Nevertheless, the majority of research have only investigated the connection between nutrition and cognitive performance, as well as flora and cognitive function separately, lacking an integrative perspective; and there is a lack of standardized metrics that can quantitatively measure the potential impact of diet on gut flora, especially in the context of the US dietary structure; furthermore, existing dietary assessment tools (e.g., Mediterranean Dietary Score, DASH Dietary Score), while available to some degree, are not designed specifically to be intestinal flora friendliness, and the mechanistic link with microecology still needs to be clarified (9, 10).

To systematically examine the effect of food on the gut microbiota, several researchers have created the Dietary Index for Gut Microbiota (DI-GM). The development of this index was informed by a comprehensive review of 106 studies, from which 14 food groups or nutrients closely associated with microbial diversity and function were identified. This encompasses advantageous elements including fermented dairy products and whole grains, with harmful elements like red meat and processed grains. The index was formally introduced by Kase et al. in 2024 (11), with the aim of providing a standardized tool for dietary assessment in microbiome-related health research. The DI-GM index incorporates several key dietary components—such as fermented dairy products, whole grains, and red or processed meats—that have been shown to influence gut microbiota composition and, through the gut-brain axis, may impact cognitive function. For example, fermented dairy products among other fiber-rich components—has been associated with increased gut microbial diversity and predicted short-chain fatty acid production, as well as improvements in frailty and health status in older adults (12). Whole grains and dietary fiber are known to promote the growth of butyrate I-producing bacteria, reduce systemic inflammation—factors linked to better cognitive outcomes (13). In contrast, high intake of red and processed meats has been correlated with pro-inflammatory microbial profiles, which may contribute to neuroinflammation and cognitive decline (14–16). While DI-GM has not yet been widely applied in clinical dietary planning, its structure suggests potential utility for microbiota I-informed dietary guidance in aging populations. This highlights the importance of exploring its association with cognitive performance and its possible integration into personalized nutrition strategies or population-level dietary models for older adults.

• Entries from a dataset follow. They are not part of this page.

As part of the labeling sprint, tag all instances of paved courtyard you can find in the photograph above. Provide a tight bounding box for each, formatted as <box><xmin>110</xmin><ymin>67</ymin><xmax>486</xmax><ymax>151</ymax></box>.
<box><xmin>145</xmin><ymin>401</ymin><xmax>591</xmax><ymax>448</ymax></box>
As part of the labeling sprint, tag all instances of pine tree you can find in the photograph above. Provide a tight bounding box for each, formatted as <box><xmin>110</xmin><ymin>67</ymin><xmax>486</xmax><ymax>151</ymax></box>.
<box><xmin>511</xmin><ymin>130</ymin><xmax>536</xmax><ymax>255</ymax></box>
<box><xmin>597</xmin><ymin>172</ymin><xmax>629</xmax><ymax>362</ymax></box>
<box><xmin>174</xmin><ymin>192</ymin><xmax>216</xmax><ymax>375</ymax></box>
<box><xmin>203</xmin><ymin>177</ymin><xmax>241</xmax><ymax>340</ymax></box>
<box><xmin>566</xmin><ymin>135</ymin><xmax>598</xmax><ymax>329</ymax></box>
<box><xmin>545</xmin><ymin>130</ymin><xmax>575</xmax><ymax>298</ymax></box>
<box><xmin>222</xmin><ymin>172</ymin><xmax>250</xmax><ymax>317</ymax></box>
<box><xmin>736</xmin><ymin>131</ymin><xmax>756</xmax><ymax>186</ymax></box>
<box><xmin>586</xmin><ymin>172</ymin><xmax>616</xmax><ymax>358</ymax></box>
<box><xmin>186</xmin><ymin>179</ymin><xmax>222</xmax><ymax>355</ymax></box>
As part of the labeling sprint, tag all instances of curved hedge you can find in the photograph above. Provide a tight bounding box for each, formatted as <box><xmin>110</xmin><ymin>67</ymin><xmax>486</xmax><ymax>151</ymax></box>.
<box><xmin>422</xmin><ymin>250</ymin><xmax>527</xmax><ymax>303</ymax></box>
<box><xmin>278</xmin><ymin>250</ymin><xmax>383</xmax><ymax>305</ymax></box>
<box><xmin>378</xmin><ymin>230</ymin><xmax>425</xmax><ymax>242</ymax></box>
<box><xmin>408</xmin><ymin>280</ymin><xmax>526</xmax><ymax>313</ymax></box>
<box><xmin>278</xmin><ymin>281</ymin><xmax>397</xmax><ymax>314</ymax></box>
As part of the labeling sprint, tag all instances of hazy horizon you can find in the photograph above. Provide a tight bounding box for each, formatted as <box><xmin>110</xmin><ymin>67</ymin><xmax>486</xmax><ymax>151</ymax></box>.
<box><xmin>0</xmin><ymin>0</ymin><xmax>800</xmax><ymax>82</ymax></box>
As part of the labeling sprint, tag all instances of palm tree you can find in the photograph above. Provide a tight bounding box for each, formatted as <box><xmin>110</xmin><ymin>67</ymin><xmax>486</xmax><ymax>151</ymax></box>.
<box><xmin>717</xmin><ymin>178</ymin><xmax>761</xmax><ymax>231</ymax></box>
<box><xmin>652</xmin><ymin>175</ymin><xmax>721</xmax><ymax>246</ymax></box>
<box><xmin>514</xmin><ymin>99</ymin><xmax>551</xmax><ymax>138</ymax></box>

The objective of our work is to statistically evaluate the interaction between food and intestinal microecology, informed by the dietary features of the US population, and to further investigate the correlation between this index and cognitive performance. This is anticipated to yield novel concepts for dietary therapies targeting cognitive impairments and a theoretical framework for public health intervention techniques.

2 Methods

2.1 Data source

The National Health and Nutrition Examination Survey (NHANES) was utilized to analyze an adult population with complete dietary recall and cognitive function test results. The CDC's NHANES is a national, stratified multistage probability sample survey that is representative of the population. All subjects gave written informed permission for NHANES, which followed the Declaration of Helsinki and the National Center for Health Statistics' Research Ethics Review Board's guidelines. National Center for Health Statistics Research Ethics Review Board accepted the procedure.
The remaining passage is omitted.